Note 1: If you didn't clone Faster R-CNN with the --recursive
flag, then you'll need to manually clone the caffe-fast-rcnn
submodule:
git submodule update --init --recursive
Note 2: My caffe-fast-rcnn
submodule is expected to be on the lsi-faster-rcnn
branch. This will happen automatically if you followed step 1 instructions.
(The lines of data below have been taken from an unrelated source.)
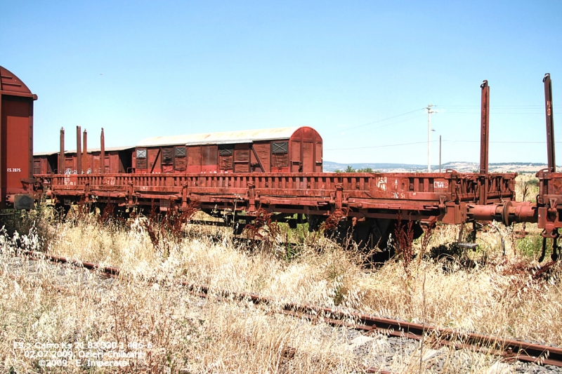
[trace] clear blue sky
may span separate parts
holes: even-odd
[[[561,25],[559,1],[5,1],[0,65],[39,95],[36,152],[61,126],[71,149],[77,125],[90,147],[102,127],[110,147],[309,126],[325,160],[423,164],[433,104],[443,162],[478,161],[488,79],[490,162],[546,162],[546,72],[562,142]]]

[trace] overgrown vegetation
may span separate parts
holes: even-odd
[[[261,307],[203,302],[175,286],[176,279],[280,302],[353,308],[562,345],[562,269],[536,262],[542,244],[536,225],[527,225],[521,239],[501,224],[483,227],[473,251],[451,244],[459,227],[443,225],[408,247],[405,224],[393,234],[398,255],[370,268],[365,253],[344,251],[303,225],[274,225],[266,214],[247,230],[252,240],[239,241],[228,227],[190,224],[188,215],[124,220],[105,210],[78,207],[63,221],[41,207],[23,214],[21,233],[0,233],[4,371],[40,371],[37,360],[17,354],[13,343],[47,340],[150,342],[148,358],[130,361],[123,368],[129,372],[361,370],[336,330],[322,334],[322,324]],[[22,247],[119,267],[123,274],[101,286],[91,274],[61,277],[45,265],[33,276],[15,276],[8,264]],[[96,370],[103,371],[91,370]]]

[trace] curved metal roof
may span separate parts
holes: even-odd
[[[21,79],[1,66],[0,66],[0,94],[22,96],[37,100],[37,95],[32,93]]]
[[[164,145],[202,145],[207,144],[251,143],[259,140],[285,140],[291,138],[299,127],[281,127],[261,130],[242,130],[170,136],[157,136],[143,139],[136,147],[160,147]]]

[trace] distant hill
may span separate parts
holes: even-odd
[[[333,173],[336,170],[344,171],[348,166],[354,169],[370,168],[374,172],[380,173],[424,173],[427,171],[427,165],[414,163],[339,163],[337,162],[324,161],[324,171]],[[490,163],[488,171],[490,173],[537,173],[547,168],[545,163],[532,162],[503,162]],[[441,170],[453,169],[462,173],[478,172],[480,164],[477,162],[447,162],[441,165]],[[431,171],[439,171],[439,165],[432,165]]]

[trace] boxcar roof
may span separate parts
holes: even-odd
[[[138,142],[137,147],[158,147],[162,145],[199,145],[206,144],[249,143],[259,140],[285,140],[291,138],[299,128],[281,127],[261,130],[242,130],[147,138]]]

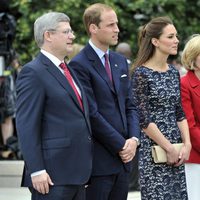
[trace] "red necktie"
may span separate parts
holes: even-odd
[[[74,90],[76,98],[78,99],[78,102],[79,102],[79,104],[81,106],[81,109],[83,110],[83,103],[82,103],[81,96],[79,95],[79,93],[78,93],[78,91],[77,91],[77,89],[76,89],[76,87],[74,85],[74,82],[72,80],[72,76],[70,74],[69,69],[67,68],[65,63],[61,63],[59,66],[64,71],[65,77],[67,78],[69,84],[71,85],[72,89]]]
[[[110,69],[110,65],[109,65],[109,61],[108,61],[108,54],[105,53],[104,57],[105,57],[105,69],[106,69],[108,77],[112,83],[112,74],[111,74],[111,69]]]

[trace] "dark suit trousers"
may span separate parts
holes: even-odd
[[[92,176],[86,188],[86,200],[126,200],[128,195],[129,172]]]
[[[33,190],[31,200],[85,200],[85,186],[52,186],[48,194]]]

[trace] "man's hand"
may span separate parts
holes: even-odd
[[[136,140],[130,138],[127,139],[123,149],[119,152],[119,156],[121,157],[124,163],[130,162],[136,153],[137,142]]]
[[[53,185],[49,174],[44,172],[40,175],[31,177],[31,179],[33,183],[33,188],[35,190],[42,194],[49,193],[49,185]]]

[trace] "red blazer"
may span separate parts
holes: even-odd
[[[200,80],[193,71],[181,78],[181,96],[192,143],[188,162],[200,163]]]

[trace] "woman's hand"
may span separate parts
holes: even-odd
[[[179,160],[179,154],[178,151],[174,148],[174,146],[171,144],[170,148],[166,151],[167,155],[167,164],[173,165],[178,162]]]

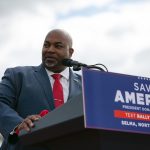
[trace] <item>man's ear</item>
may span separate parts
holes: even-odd
[[[69,48],[69,56],[70,57],[72,56],[73,52],[74,52],[74,49],[73,48]]]

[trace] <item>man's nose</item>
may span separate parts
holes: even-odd
[[[53,45],[51,45],[49,48],[48,48],[48,51],[49,52],[55,52],[55,47]]]

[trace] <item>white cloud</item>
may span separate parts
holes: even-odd
[[[140,72],[144,67],[137,65],[138,61],[135,61],[136,55],[141,50],[150,48],[149,2],[125,4],[118,4],[113,0],[65,2],[53,1],[51,5],[48,5],[50,3],[45,5],[38,1],[37,5],[33,5],[35,6],[33,12],[17,10],[13,12],[11,18],[7,18],[8,20],[6,16],[3,18],[3,23],[0,22],[0,27],[5,27],[3,34],[0,34],[1,37],[5,37],[0,45],[1,67],[40,63],[44,36],[51,28],[56,27],[66,29],[73,36],[74,59],[87,64],[104,63],[113,72],[150,76],[147,69]],[[64,20],[57,18],[60,13],[67,15],[72,10],[78,11],[90,5],[101,9],[106,4],[109,4],[109,9],[93,15],[81,14]],[[144,62],[144,58],[139,63],[148,65],[148,61]],[[2,73],[3,69],[0,76]]]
- Edit the line 141 of lib/setup.py to reflect the CUDA compute capability of your GPU. This can be made with an editor (e.g. gedit):
cd $FRCN_ROOT/lib
gedit setup.py
The line to be edited is the arch
flag. For example, for the Titan X Pascal, the following should be writen:
extra_compile_args={'gcc': ["-Wno-unused-function"],
'nvcc': ['-arch=sm_61',
'--ptxas-options=-v',
'-c',
'--compiler-options',
"'-fPIC'"]},
Then, build the Cython modules.
cd $FRCN_ROOT/lib
make
- Build Caffe and pycaffe
cd $FRCN_ROOT/caffe-fast-rcnn
# Now follow the Caffe installation instructions here:
# http://caffe.berkeleyvision.org/installation.html
# If you're experienced with Caffe and have all of the requirements installed
# and your Makefile.config in place, then simply do:
make -j8 && make pycaffe
- If you want to run our demo, please download the trained models:
cd $FRCN_ROOT
./data/scripts/fetch_lsi_models.sh
This will populate the $FRCN_ROOT/data
folder with lsi_models
. These models were trained on KITTI.
- Our demo also requires to found the KITTI object dataset in
$FRCN_ROOT/data/kitti/images
. You will need to download the dataset from their site and then create a symbolic link to$FRCN_ROOT/data/kitti/images
:
ln -s $PATH_TO_OBJECT_KITTI_DATASET $FRCN_ROOT/data/kitti/images
Please note that PATH_TO_OBJECT_KITTI_DATASET
must contain, at least, the testing
folder with the left color images (image_2
) in it.
After successfully completing basic installation, you'll be ready to run the demo.
To run the demo
cd $FRCN_ROOT
./tools/demo_viewp.py
The demo performs Faster R-CNN detection and viewpoint inference using a VGG16 network trained for detection on the KITTI Object Detection Dataset.